More sustainable building designs are becoming commonplace in development today. From renovations that bring an aging structure into the modern era to brand new construction that exceeds environmental standards, the focus on sustainability has many benefits.
Within the sustainability conversation, there are many terms and labels floating around: National Green Building Standard, Energy Star, Green Globes and WELL Building Standard, just to name a few. Perhaps the best known and the most widely used is the LEED certification, which stands for Leadership in Energy and Environmental Design.
The U.S. Green Building Council (USGBC) created LEED in 1994 to encourage sustainable practices in design and development using tools and criteria for performance measurement. A wide range of building types, including offices, retail, residences and schools, can qualify for a LEED certification for either new construction or major renovations.
To earn LEED certification, buildings are assessed on a ratings system across seven areas of concentration: Sustainable Sites, Water Efficiency, Energy and Atmosphere, Materials and Resources, Indoor Environmental Quality, Innovation in Design Process and Regional Priority.
Based on a building’s performance in those categories it can earn one of four LEED rating levels: Certificate, Silver, Gold or Platinum.
Seeking a LEED certification is voluntary, but it signals to customers, local governments, residents, tenants and other stakeholders that your building achieved important environmental goals set by the USGBC. The minimum requirements for LEED Certification include:
- Complying with environmental regulations and standards
- Meeting the threshold of floor area requirements and minimum building occupancy in terms of number of users
- Maintaining a reasonable site boundary
- Being a permanent building
- Sharing energy and water usage data
- Having a minimum building-to-site area ratio
Qualifying for a LEED certification is a time-intensive investment that should be part of the initial planning phase. Developers must register their project, then collect information and documents based on the type of certification they’re seeking. The completed application is submitted to Green Business Certification Inc. who reviews the project’s attributes and ultimately decides if the building meets the requirements and what rating the building achieves.

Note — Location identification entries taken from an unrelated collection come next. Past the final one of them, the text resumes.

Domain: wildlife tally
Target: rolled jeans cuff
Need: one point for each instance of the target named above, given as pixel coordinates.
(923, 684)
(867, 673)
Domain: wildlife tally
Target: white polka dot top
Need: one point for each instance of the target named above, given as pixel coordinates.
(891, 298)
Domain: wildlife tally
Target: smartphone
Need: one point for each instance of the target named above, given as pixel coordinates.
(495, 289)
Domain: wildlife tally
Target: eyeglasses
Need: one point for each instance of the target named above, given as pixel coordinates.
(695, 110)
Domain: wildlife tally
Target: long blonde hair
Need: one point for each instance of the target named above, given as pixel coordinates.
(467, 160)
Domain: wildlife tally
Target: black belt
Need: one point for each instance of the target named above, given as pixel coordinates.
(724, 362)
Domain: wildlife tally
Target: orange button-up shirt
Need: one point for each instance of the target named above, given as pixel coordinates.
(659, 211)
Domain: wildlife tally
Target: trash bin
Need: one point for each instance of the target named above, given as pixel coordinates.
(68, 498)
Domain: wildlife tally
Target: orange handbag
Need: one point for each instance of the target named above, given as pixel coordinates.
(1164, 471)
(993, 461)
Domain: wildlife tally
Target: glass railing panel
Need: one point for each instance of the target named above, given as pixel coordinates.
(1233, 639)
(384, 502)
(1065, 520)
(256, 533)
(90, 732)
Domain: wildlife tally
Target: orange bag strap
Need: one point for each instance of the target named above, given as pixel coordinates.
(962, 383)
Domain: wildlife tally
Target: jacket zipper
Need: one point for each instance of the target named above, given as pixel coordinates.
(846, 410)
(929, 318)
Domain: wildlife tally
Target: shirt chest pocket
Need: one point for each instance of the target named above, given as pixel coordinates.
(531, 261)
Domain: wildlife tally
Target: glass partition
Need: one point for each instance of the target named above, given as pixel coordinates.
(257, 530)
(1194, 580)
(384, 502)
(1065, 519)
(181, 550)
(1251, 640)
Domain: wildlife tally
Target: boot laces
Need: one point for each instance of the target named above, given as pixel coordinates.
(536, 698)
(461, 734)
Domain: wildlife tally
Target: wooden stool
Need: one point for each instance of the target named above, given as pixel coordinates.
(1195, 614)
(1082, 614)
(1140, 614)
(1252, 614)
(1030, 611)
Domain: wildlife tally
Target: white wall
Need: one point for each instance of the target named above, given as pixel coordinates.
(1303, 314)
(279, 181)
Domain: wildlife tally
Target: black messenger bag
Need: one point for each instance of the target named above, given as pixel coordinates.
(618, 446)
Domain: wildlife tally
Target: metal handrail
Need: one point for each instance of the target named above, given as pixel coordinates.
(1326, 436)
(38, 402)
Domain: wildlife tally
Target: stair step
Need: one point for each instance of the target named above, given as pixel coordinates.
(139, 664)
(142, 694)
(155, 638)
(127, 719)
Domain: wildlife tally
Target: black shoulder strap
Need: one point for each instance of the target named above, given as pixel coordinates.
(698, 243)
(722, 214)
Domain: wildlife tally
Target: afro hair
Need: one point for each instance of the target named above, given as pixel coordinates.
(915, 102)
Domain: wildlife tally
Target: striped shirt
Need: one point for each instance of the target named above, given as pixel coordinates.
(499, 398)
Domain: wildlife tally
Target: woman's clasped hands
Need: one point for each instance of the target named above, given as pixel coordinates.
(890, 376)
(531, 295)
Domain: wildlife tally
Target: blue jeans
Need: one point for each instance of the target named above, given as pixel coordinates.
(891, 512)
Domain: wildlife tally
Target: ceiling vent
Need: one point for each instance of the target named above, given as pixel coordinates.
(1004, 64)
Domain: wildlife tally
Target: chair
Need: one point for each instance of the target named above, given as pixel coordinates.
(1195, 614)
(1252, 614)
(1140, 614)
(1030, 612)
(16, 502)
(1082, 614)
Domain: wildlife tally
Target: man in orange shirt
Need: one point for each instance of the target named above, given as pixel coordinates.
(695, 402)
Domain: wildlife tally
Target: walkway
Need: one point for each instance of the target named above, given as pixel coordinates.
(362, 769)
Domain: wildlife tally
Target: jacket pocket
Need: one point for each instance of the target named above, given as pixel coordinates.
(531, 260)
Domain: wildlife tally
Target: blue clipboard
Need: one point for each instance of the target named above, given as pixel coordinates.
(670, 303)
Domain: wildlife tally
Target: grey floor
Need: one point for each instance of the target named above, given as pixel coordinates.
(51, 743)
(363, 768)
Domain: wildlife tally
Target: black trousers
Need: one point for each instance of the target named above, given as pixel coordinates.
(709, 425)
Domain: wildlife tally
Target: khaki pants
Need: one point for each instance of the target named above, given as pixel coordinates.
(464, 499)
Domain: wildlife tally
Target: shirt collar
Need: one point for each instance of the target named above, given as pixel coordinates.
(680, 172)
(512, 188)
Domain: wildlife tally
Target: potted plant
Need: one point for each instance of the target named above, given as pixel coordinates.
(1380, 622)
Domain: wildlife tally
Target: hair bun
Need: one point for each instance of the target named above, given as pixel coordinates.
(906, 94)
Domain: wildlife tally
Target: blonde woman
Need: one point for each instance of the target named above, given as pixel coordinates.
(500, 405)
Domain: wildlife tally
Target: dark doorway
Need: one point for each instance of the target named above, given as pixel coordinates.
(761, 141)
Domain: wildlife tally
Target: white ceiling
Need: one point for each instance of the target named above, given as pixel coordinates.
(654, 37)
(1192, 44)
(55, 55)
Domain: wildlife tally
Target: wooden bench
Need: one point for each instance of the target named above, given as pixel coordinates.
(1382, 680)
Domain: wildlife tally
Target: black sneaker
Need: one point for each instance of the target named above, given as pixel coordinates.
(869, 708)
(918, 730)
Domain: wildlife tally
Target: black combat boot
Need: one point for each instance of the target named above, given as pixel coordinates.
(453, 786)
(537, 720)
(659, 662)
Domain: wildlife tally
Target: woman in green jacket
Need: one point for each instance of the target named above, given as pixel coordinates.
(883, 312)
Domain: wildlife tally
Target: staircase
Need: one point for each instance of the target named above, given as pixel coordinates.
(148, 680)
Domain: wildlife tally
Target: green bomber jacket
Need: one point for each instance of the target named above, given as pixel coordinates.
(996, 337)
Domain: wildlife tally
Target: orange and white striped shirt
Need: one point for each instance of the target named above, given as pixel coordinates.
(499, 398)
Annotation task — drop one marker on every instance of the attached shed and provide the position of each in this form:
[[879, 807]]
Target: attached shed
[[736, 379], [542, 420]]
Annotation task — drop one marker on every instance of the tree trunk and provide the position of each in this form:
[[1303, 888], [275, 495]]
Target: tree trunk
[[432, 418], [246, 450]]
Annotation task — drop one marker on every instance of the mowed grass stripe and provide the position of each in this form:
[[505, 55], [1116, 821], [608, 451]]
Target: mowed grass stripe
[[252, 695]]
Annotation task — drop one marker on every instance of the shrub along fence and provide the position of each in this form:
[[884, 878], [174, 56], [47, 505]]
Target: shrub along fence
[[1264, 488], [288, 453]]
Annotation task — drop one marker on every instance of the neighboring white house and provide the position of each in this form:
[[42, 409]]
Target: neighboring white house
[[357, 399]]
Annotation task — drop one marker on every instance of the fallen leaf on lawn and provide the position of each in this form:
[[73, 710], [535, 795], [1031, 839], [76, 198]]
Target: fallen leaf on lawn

As of December 2020, 47 percent of the buildings in Grubb Properties’ portfolio have some kind of green certification, and we’re thrilled that The Gwendolyn is our latest project to receive a LEED certification. This office building was intentionally designed to earn this coveted designation with site features including water and energy efficiency, improved indoor environments and sustainable materials. While LEED for new construction only assesses a building during its construction phase, we also implemented features into The Gwendolyn like an enhanced HVAC system, electric vehicle charging stations and energy-efficient lighting to minimize the building’s long-term environmental footprint.
Grubb Properties is committed to green-building practices that are good for people, the community and the environment, and to further our impact we’ve aligned our Environmental, Social and Governance initiatives with the UN Sustainable Development Goals Framework. We approach every project as an opportunity to improve and lessen our environmental impact, and we seek out ways to enable our tenants and residents to join us in elevating this effort.